The once secret couple |
Not that M. Hollande is any great beauty in the overall looks department, but he's awash in the heady aroma of power. With all those pheromones drifting on the air, how could the comic actess Julie Gayet not be smitten? Besides, the French are the masters of flirtation. It's a phenomenon that's used well by Katie Hanrahan in her upcoming novel, THE LIBERTY FLOWER, in which she paints a French character in very Gallic tones. You'd know the character was French by his manner of speaking, in which everything is a seduction, from closing a business deal to chipping away a lady's resistence. Seduction is a way of life in France.
On top of all that, it's a fact that M. Hollande is not even married. He's only co-habiting with a woman, and he was living with a different woman before that. He's not exactly the epitome of fidelity. Who could say but he's never married because he recognizes his limitations.
There was a time, of course, when the sex lives of politicians were never discussed. Reporters might have known of affairs going on, but there was an unwritten code that forbade the discussion of the private life. The demands of the market have changed all that.
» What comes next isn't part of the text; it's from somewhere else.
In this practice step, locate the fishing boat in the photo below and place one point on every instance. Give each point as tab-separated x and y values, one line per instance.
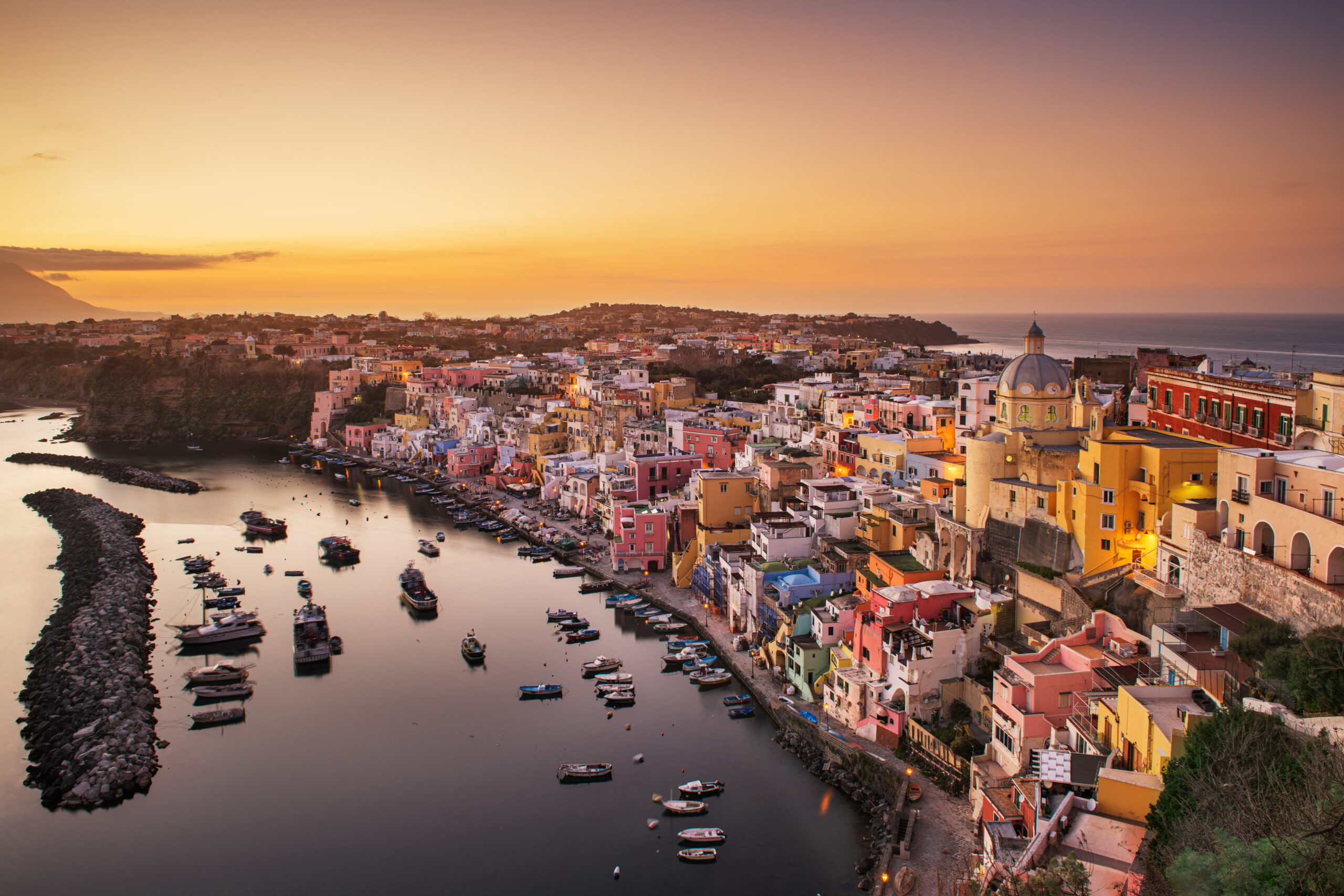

Magazines and tabloids must have scoops and exclusive photos of scandals to move product. The reading public will buy Closer to read about the affair, to laugh at the antics of the powerful, and mock their president who is keen to soak the rich with a 75% tax but can't keep his own trousers zipped.
It's not as if the voting public really cares about their president cavorting in a new bed. They're more interested in the tax rates or the fact that their offspring have finished university and can't find jobs.
But M. Hollande very much cares, because there's nothing worse than going home to the significant other every night when she knows all about your bit on the side. He had a good thing going for himself, and now the editors of Closer have gone and ruined it for him. Clearly he's not pleased, but what can he do now that it's out in the open?
Besides either break it off and make up with his second live-in, or leave the second woman for the third, he can rant and rave about the invasion of privacy and the breaking of the old standard that protected the privacy of public officials who misbehave.
Either way, he's got a lot of headaches at home. Enough to make running France look like a day at the park.